Advancing Self-supervised Audio Learning and Its Integration with Large Language Models

Talk By Xie CHEN

Mar 15, 2024 Friday

Abstract:

Recently, self-supervised learning has received widespread research interest in speech and audio processing. It demonstrates great potential for learning underlying structure information from large amounts of unlabeled audio. In this talk, I will introduce our recent progress in self-supervised learning on audio and emotional speech data, by introducing utterance and frame-level joint learning, we could achieve significant performance improvement in audio classification and speech emotion recognition. Next, I will introduce our effort to integrate the powerful speech representation with a large language model, to extend the ability of LLMs on speech recognition and spatial audio understanding. We demonstrate that the powerful audio representation plays a vital role, and a simple combination between the audio representation is sufficient to yield promising performance.

Time:

Mar 15, 2024 Friday

11:00-11:50

Location:

Rm W1-101, GZ Campus

Online Zoom

Join Zoom athttps://hkust-gz-edu-cn.zoom.us/j/4236852791 OR 423 685 2791

Speaker Bio:

Xie CHEN

Tenure-Track Associate Professor, Department of Computer Science and Engineering,

Shanghai Jiao Tong University, China

Xie Chen is currently a Tenure-Track Associate Professor in the Department of Computer Science and Engineering at Shanghai Jiao Tong University, China.

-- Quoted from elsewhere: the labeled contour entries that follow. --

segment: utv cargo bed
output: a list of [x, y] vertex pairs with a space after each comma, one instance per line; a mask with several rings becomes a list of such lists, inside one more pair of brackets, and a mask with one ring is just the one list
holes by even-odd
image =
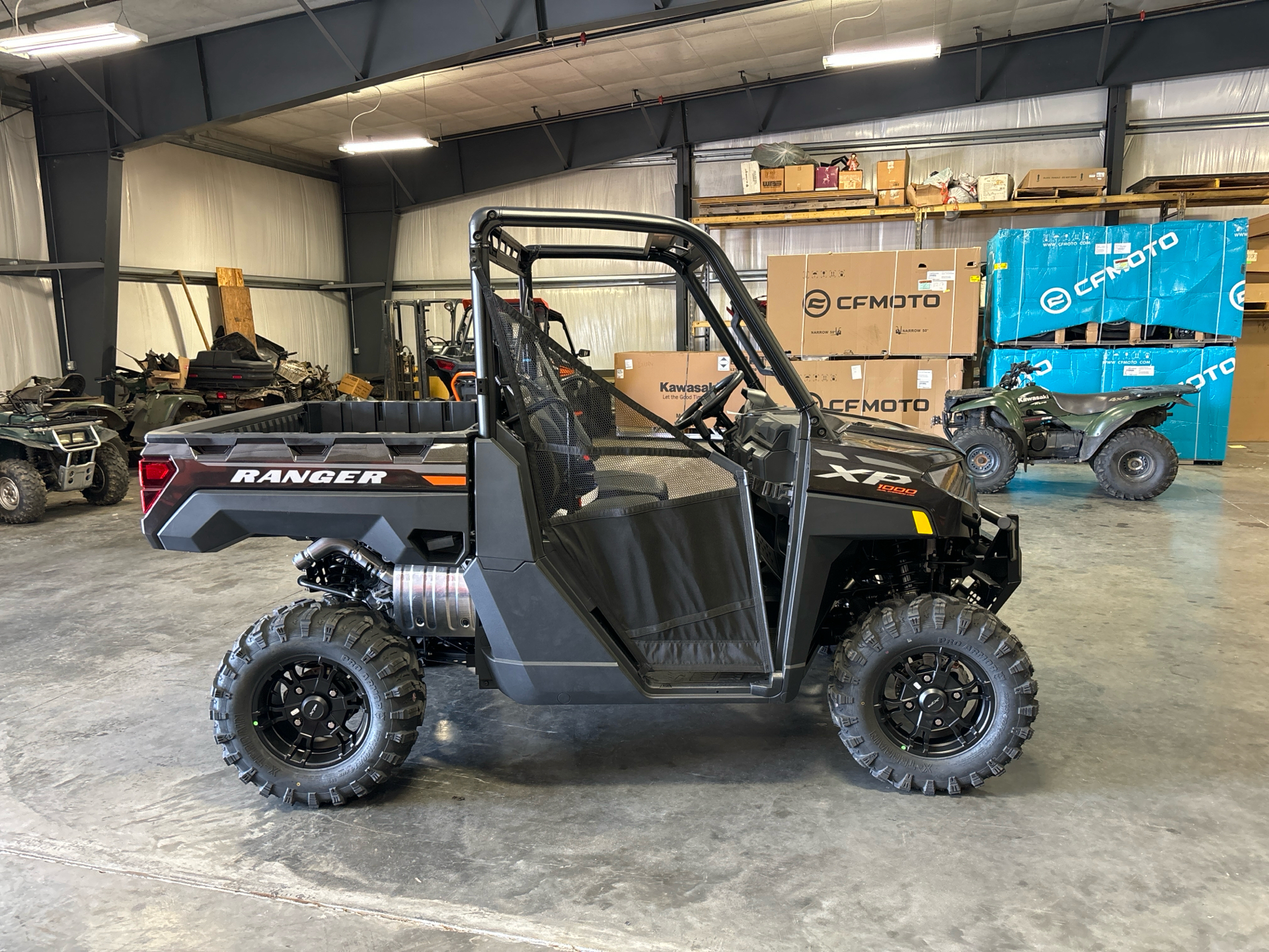
[[181, 552], [335, 529], [393, 562], [454, 565], [475, 424], [471, 402], [325, 401], [154, 430], [141, 528], [155, 548]]

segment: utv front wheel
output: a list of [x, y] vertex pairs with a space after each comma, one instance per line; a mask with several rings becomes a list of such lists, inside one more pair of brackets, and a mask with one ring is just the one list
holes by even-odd
[[93, 482], [84, 499], [93, 505], [117, 505], [128, 495], [128, 454], [110, 440], [96, 448]]
[[919, 595], [855, 625], [832, 663], [829, 710], [873, 777], [934, 796], [1004, 773], [1038, 706], [1008, 626], [970, 602]]
[[1126, 426], [1101, 444], [1093, 472], [1108, 496], [1154, 499], [1176, 479], [1176, 448], [1150, 426]]
[[973, 487], [980, 493], [999, 493], [1018, 470], [1014, 440], [995, 426], [966, 426], [956, 432], [952, 443], [964, 453]]
[[212, 729], [225, 763], [260, 796], [339, 806], [401, 765], [426, 696], [415, 650], [381, 616], [306, 599], [266, 614], [225, 655]]
[[0, 522], [38, 522], [44, 514], [48, 490], [39, 470], [25, 459], [0, 462]]

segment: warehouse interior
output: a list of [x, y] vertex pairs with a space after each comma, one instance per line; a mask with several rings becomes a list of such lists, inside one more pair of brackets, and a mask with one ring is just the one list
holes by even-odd
[[1269, 0], [0, 17], [0, 948], [1263, 947]]

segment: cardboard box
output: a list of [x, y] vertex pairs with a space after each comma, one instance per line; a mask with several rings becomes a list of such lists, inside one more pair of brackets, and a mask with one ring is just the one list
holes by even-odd
[[980, 202], [1008, 202], [1014, 195], [1014, 176], [992, 174], [978, 176]]
[[845, 169], [839, 169], [838, 188], [850, 192], [863, 192], [864, 189], [863, 170], [855, 169], [854, 171], [846, 171]]
[[1018, 183], [1018, 190], [1052, 189], [1052, 188], [1100, 188], [1105, 192], [1105, 169], [1032, 169], [1027, 176]]
[[[947, 392], [964, 381], [963, 358], [793, 360], [793, 369], [826, 410], [877, 416], [940, 437], [943, 428], [930, 420], [943, 413]], [[791, 404], [778, 383], [770, 385], [770, 396]]]
[[887, 159], [877, 162], [877, 192], [907, 188], [907, 152], [904, 152], [902, 159]]
[[[736, 369], [727, 354], [717, 350], [626, 350], [613, 354], [613, 385], [636, 404], [662, 420], [674, 423], [683, 410], [711, 385]], [[740, 409], [745, 399], [737, 387], [727, 410]], [[618, 429], [646, 429], [646, 419], [624, 404], [617, 405]]]
[[365, 400], [371, 396], [373, 387], [368, 380], [362, 380], [360, 377], [354, 377], [352, 373], [345, 373], [340, 378], [336, 390], [340, 393], [355, 396], [358, 400]]
[[906, 194], [911, 206], [943, 204], [943, 189], [938, 185], [909, 185]]
[[786, 165], [784, 166], [786, 192], [815, 192], [815, 166], [813, 165]]
[[977, 248], [766, 259], [766, 320], [796, 355], [972, 354]]
[[783, 192], [784, 169], [760, 169], [758, 180], [760, 192]]

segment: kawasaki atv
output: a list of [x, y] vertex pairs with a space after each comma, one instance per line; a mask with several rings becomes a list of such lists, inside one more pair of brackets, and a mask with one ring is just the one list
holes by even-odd
[[0, 393], [0, 522], [37, 522], [48, 493], [114, 505], [128, 491], [128, 454], [100, 419], [47, 406], [56, 387]]
[[1192, 383], [1124, 387], [1112, 393], [1053, 393], [1034, 383], [1030, 363], [1015, 363], [999, 387], [949, 390], [934, 418], [962, 452], [980, 493], [996, 493], [1018, 463], [1089, 463], [1107, 495], [1154, 499], [1176, 479], [1176, 449], [1155, 426]]

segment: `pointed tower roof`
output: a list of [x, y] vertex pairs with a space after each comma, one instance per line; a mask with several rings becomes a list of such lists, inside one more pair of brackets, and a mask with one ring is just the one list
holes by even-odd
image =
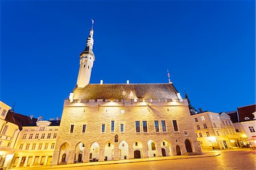
[[84, 49], [84, 51], [81, 53], [80, 56], [82, 55], [83, 53], [90, 53], [93, 55], [93, 52], [92, 51], [93, 47], [93, 23], [94, 23], [94, 21], [92, 19], [92, 28], [90, 30], [90, 32], [89, 34], [88, 38], [87, 38], [86, 40], [86, 46], [85, 47], [85, 48]]

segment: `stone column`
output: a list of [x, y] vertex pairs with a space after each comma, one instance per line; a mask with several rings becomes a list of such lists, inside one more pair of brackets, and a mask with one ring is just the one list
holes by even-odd
[[129, 147], [129, 159], [134, 159], [134, 153], [133, 152], [133, 147]]
[[158, 157], [162, 157], [163, 156], [163, 155], [162, 154], [162, 147], [156, 147], [156, 150], [158, 151]]
[[148, 148], [147, 146], [146, 147], [143, 147], [143, 158], [148, 158]]
[[83, 163], [89, 162], [89, 154], [90, 152], [90, 150], [84, 150], [84, 155]]
[[52, 155], [52, 163], [51, 165], [57, 165], [58, 164], [58, 157], [59, 157], [59, 151], [55, 150], [53, 151], [53, 154]]
[[67, 163], [68, 164], [71, 164], [73, 163], [73, 157], [74, 157], [74, 150], [70, 150], [69, 154], [68, 154], [68, 162]]
[[100, 149], [100, 154], [99, 154], [99, 161], [104, 161], [105, 156], [104, 156], [104, 149]]
[[114, 148], [114, 160], [119, 160], [119, 150], [118, 147]]

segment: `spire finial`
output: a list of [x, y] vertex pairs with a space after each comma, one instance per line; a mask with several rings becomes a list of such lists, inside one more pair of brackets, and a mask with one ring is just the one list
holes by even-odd
[[93, 23], [94, 23], [94, 20], [92, 19], [91, 19], [92, 20], [92, 30], [93, 30]]
[[171, 81], [171, 80], [170, 79], [170, 73], [169, 71], [167, 69], [167, 76], [168, 76], [168, 81], [169, 82], [169, 84], [172, 84], [172, 82]]

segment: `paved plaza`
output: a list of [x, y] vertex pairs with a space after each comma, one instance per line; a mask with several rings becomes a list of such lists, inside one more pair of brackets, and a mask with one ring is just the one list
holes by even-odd
[[[204, 151], [203, 156], [180, 157], [180, 159], [121, 163], [115, 164], [79, 167], [66, 166], [41, 167], [19, 168], [19, 169], [255, 169], [256, 151], [249, 149]], [[220, 155], [219, 155], [220, 154]], [[216, 156], [218, 155], [218, 156]], [[170, 157], [172, 159], [171, 157]], [[137, 159], [139, 160], [139, 159]], [[143, 160], [144, 161], [144, 160]], [[105, 163], [108, 163], [105, 161]], [[85, 163], [88, 165], [88, 163]], [[74, 164], [73, 164], [74, 165]], [[76, 164], [75, 164], [76, 165]], [[81, 166], [80, 166], [81, 165]]]

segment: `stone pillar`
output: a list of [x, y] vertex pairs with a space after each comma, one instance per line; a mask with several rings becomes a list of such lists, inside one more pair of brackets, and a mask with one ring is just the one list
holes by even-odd
[[83, 163], [89, 162], [89, 154], [90, 152], [90, 150], [84, 150], [84, 155]]
[[118, 147], [114, 148], [114, 160], [119, 160], [119, 150]]
[[133, 152], [133, 147], [129, 147], [129, 159], [134, 159], [134, 153]]
[[74, 150], [70, 150], [69, 154], [68, 156], [68, 162], [67, 163], [68, 164], [71, 164], [73, 163], [73, 157], [74, 157]]
[[158, 151], [158, 157], [162, 157], [163, 156], [163, 155], [162, 154], [162, 147], [156, 147], [156, 150]]
[[104, 149], [100, 149], [99, 158], [98, 161], [104, 161]]
[[[51, 163], [51, 166], [57, 165], [58, 164], [58, 161], [59, 161], [58, 157], [59, 157], [59, 152], [60, 152], [59, 151], [56, 151], [56, 150], [55, 150], [53, 151], [53, 154], [52, 155], [52, 163]], [[34, 158], [34, 159], [35, 159], [35, 158]]]
[[147, 146], [143, 147], [143, 158], [148, 158], [148, 152]]

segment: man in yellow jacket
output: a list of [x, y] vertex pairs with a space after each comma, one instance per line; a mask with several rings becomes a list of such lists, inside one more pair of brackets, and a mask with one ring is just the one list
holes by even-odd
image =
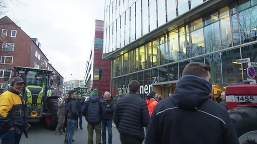
[[15, 77], [12, 86], [0, 96], [0, 138], [2, 144], [19, 144], [23, 132], [28, 138], [25, 101], [20, 94], [24, 84], [22, 78]]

He obtained his Bachelor degree in Electronic Engineering department from Xiamen University in 2009, Master degree in the Electronic Engineering department from Tsinghua University in 2012 and PhD degree in the information engineering department in Cambridge University (U.K.) in 2017. Prior to joining SJTU, he worked in Cambridge University as a Research Associate from 2017 to 2018, and a senior and principal research in the speech and language research group in Microsoft as a researcher form 2018 to 2021. His main research interest lies in deep learning, especially its application on speech processing, including speech recognition and synthesis.